Positivo, evitar politizar cambio climático en México: Mario Molina

El mexicano y Premio Nobel de Química dijo que en el país se trabaja de cerca con el gobierno y con el Congreso, además de tiene una ley de cambio climático.
El mexicano y Premio Nobel de Química Mario Molina
El mexicano y Premio Nobel de Química Mario Molina (Archivo )

Madrid

El Premio Nobel de Química, Mario Molina, consideró que a diferencia de Estados Unidos, en México el tema del cambio climático no se ha politizado, y eso ha sido positivo para que el país se comprometa a afrontar el fenómeno.

En declaraciones al diario español El País con motivo de la condecoración de la Medalla de la Libertad impuesta por el presidente estadunidense Barack Obama, sostuvo que en México se trabaja de cerca con el gobierno y Congreso y se tiene una ley de cambio climático.

Además se ha creado un "impuesto para las emisiones de carbón que, aunque está muy limitado y es un poco nominal, demuestra que México ya empezó a comprometerse".
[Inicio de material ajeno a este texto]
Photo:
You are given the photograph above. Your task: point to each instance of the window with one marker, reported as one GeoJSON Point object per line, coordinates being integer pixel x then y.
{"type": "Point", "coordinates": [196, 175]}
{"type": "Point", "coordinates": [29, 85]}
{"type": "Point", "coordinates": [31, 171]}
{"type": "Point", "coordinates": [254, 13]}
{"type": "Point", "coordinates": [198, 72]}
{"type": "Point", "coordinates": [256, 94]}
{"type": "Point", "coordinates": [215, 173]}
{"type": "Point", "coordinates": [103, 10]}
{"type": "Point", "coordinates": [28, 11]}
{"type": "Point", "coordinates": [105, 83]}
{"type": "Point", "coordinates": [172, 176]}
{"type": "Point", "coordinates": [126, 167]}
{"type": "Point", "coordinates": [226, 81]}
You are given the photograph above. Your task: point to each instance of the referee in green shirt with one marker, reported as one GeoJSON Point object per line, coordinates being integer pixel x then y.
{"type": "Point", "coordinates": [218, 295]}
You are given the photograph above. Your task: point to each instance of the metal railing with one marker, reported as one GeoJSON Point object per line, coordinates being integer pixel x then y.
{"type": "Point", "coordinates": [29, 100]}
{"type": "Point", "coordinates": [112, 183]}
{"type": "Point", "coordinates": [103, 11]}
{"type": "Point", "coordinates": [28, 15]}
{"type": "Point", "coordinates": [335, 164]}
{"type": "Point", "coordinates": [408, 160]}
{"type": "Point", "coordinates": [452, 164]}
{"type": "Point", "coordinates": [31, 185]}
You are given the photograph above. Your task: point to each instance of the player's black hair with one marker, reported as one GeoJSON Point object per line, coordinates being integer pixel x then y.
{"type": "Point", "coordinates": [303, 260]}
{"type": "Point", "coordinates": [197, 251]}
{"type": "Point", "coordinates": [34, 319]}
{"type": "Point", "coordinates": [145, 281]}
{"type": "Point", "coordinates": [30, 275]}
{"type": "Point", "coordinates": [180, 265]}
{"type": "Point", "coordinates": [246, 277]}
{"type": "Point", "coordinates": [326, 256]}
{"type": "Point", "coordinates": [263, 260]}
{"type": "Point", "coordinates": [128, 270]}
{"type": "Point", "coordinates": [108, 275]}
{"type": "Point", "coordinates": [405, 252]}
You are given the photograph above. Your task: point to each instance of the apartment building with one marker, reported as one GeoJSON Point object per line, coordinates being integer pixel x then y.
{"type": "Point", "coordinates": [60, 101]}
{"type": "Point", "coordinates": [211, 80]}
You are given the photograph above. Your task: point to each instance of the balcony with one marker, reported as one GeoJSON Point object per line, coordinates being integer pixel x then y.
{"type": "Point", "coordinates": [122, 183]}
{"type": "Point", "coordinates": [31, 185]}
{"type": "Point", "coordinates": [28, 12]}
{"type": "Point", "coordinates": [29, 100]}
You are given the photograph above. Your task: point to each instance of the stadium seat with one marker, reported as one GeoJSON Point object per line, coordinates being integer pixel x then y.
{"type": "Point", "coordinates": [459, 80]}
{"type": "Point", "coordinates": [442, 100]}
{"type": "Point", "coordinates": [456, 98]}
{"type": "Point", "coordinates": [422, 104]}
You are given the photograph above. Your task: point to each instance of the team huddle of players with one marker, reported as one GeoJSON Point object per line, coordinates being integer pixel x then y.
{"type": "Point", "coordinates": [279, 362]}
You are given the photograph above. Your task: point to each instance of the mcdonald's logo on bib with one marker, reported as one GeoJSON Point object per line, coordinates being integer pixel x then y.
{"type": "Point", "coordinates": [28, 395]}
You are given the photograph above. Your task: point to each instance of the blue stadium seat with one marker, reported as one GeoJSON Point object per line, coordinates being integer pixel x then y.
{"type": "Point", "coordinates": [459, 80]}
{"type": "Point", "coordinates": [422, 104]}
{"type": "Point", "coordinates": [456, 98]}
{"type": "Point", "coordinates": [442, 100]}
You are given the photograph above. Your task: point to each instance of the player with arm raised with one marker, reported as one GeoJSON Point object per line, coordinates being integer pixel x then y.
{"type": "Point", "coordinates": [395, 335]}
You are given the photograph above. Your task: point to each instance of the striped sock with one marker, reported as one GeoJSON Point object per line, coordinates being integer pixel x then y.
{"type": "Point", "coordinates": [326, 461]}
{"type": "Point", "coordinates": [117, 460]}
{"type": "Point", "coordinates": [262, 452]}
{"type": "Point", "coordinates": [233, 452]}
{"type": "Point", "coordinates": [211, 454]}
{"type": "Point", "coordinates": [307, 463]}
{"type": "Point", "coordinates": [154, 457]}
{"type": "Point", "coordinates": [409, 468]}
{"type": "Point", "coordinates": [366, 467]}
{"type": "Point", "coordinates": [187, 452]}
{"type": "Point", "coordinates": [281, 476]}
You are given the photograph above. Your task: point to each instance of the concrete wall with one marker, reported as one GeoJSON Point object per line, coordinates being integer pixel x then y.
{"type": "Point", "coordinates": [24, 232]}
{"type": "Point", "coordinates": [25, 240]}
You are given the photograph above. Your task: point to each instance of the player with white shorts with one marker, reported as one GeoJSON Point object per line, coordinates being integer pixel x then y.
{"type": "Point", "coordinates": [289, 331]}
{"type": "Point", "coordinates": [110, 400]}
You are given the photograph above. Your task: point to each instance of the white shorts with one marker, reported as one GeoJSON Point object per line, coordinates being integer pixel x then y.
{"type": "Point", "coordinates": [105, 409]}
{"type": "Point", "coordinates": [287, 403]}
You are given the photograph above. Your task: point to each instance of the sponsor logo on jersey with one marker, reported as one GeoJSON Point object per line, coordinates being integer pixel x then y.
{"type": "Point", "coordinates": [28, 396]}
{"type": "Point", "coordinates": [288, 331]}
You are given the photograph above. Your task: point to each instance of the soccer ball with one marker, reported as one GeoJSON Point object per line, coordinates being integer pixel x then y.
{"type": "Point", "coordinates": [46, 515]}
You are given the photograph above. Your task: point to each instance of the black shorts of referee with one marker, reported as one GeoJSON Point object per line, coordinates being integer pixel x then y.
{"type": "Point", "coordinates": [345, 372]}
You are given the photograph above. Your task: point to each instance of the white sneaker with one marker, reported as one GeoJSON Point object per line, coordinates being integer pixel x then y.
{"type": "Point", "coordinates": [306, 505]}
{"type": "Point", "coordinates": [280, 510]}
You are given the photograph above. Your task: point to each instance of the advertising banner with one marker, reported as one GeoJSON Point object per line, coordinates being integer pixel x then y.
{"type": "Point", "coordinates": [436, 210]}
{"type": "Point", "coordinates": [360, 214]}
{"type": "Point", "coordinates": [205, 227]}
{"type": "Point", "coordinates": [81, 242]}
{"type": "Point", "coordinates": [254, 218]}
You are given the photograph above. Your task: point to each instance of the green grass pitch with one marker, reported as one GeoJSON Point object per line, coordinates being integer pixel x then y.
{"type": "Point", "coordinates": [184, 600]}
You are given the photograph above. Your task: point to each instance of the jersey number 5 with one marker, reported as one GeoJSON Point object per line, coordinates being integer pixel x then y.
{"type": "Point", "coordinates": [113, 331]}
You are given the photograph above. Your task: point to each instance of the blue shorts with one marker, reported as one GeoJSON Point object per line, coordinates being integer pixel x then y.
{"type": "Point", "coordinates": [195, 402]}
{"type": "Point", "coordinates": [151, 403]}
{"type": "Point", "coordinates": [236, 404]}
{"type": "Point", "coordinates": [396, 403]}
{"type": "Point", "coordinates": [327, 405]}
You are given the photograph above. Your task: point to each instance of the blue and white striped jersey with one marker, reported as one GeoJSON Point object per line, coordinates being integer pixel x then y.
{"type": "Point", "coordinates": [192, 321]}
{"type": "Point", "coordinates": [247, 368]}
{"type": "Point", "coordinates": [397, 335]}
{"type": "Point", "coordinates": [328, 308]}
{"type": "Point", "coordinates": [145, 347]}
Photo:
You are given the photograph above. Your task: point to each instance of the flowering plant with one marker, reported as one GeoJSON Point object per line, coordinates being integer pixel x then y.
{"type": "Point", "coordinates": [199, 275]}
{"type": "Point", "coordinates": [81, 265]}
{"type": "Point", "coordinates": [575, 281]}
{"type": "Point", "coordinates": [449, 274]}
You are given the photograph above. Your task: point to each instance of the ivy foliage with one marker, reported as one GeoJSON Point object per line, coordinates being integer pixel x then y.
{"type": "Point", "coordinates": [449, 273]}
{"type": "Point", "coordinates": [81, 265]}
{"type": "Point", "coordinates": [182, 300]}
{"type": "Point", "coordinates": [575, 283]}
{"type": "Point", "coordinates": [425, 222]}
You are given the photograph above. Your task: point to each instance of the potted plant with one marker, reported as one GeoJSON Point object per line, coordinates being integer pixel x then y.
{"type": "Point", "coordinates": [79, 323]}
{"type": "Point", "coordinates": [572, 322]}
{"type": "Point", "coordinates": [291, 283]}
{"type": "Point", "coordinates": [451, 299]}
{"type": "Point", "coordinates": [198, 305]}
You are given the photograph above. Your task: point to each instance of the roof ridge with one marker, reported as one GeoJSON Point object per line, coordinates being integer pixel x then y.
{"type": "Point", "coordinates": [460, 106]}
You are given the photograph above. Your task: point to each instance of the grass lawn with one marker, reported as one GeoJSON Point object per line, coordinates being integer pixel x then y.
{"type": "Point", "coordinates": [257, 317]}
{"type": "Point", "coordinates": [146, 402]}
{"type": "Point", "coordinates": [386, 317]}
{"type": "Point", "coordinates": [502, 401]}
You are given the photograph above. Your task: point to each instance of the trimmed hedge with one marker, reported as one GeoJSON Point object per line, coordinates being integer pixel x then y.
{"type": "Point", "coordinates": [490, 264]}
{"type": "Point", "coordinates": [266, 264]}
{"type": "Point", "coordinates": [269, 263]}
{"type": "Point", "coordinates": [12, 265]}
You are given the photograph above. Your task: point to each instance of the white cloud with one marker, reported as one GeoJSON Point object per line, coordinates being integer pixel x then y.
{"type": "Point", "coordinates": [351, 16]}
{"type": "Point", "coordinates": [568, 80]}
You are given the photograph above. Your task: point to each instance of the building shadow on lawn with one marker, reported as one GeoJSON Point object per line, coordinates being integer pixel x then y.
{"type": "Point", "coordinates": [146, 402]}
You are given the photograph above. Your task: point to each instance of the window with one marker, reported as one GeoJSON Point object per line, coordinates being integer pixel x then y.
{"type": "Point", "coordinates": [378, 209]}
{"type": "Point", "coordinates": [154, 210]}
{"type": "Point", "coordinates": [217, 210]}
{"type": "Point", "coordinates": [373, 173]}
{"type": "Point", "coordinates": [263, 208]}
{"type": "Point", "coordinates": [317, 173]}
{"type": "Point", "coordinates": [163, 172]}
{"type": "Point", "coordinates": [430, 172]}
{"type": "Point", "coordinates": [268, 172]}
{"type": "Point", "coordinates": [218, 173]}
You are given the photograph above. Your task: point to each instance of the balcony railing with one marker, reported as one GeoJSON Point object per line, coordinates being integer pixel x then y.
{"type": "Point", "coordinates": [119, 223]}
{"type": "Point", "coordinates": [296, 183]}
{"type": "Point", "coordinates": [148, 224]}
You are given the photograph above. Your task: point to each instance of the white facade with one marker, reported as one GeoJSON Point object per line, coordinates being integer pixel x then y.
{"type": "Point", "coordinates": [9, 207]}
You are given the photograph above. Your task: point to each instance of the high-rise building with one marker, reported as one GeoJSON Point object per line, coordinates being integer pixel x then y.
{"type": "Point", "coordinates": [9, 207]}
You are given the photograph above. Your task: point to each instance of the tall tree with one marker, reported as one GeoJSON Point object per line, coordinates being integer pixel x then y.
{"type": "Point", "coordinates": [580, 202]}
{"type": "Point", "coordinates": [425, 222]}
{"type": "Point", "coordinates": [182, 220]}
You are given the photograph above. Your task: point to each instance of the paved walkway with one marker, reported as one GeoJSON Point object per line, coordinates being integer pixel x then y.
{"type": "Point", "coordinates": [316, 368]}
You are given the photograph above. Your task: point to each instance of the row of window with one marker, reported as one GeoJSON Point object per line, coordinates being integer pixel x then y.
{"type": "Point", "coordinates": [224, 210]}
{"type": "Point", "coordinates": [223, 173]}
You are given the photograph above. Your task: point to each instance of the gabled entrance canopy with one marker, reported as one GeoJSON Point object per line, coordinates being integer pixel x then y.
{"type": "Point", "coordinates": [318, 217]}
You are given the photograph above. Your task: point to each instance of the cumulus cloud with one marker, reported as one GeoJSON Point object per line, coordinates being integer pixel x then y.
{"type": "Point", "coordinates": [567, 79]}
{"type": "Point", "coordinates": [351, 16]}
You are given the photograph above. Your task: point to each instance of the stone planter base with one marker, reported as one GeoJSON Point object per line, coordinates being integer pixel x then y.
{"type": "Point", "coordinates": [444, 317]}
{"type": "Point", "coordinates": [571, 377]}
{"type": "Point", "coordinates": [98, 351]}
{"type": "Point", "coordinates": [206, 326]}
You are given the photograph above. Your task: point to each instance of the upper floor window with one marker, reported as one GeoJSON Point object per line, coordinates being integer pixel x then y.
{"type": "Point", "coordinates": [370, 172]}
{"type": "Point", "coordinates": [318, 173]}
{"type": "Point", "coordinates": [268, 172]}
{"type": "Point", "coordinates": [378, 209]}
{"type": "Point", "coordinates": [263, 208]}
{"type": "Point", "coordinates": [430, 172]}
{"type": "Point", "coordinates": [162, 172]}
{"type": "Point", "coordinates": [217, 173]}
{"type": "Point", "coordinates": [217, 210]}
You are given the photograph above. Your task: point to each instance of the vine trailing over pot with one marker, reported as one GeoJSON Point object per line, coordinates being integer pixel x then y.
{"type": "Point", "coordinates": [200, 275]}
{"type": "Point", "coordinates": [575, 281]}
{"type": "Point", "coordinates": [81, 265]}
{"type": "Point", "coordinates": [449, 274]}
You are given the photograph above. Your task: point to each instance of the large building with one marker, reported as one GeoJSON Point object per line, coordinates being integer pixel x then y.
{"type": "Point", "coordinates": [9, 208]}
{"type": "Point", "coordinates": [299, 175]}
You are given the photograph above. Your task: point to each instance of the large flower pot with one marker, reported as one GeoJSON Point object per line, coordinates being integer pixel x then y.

En contraste con eso, sostuvo que el Partido Republicano junto al Tea Party, tomó en la pasada administración estadunidense una posición de negar el cambio climático, "algo absurdo que los coloca, desde el punto de la ciencia, en la era de la astrología".

Expuso que se hizo una campaña de relaciones públicas con los medios de comunicación de Estados Unidos "bien planeada por los conservadores" y ahora la comunidad científica trabaja para contrarrestar eso y convencer a la sociedad a que tome conciencia.

"Soy optimista pero reconozco que no es fácil y tenemos que trabajar. No basta con que los países de manera individual adopten medidas, es necesario que las grandes economías colaboren", señaló.

Lamentó que los republicanos estadunidenses se resistan a creer que tienen que hacer el mismo esfuerzo que los demás países para reducir las emisiones de gases de efecto invernadero, aún cuando "el sacrificio es mínimo y la economía está en disposición de absorberlo bien".

Molina explicó que se quiere difundir en Estados Unidos que los economistas y los científicos (en un 97 por ciento) están de acuerdo con esas opciones de reducir emisiones sin afectar la economía.

"Trabajamos con el Congreso en la medida de lo posible para romper este cuello de botella que impide a Estados Unidos ratificar un tratado internacional y poder lograr un acuerdo similar al de Montreal", aseveró.

Las energías renovables son una opción, y que los estudios recientes muestran que las tecnologías nuevas tienen un costo moderado, en torno al uno o dos por ciento del Producto Interno Bruto mundial, por lo que "la idea de que es caro es falsa".

"Si no empezamos ya con el cambio nos va a salir claramente más costoso, además del sufrimiento derivado de las catástrofes climáticas, que es difícil de calcular económicamente. Está claro que existe un riesgo inaceptable de daños para la sociedad que podemos evitar", dijo.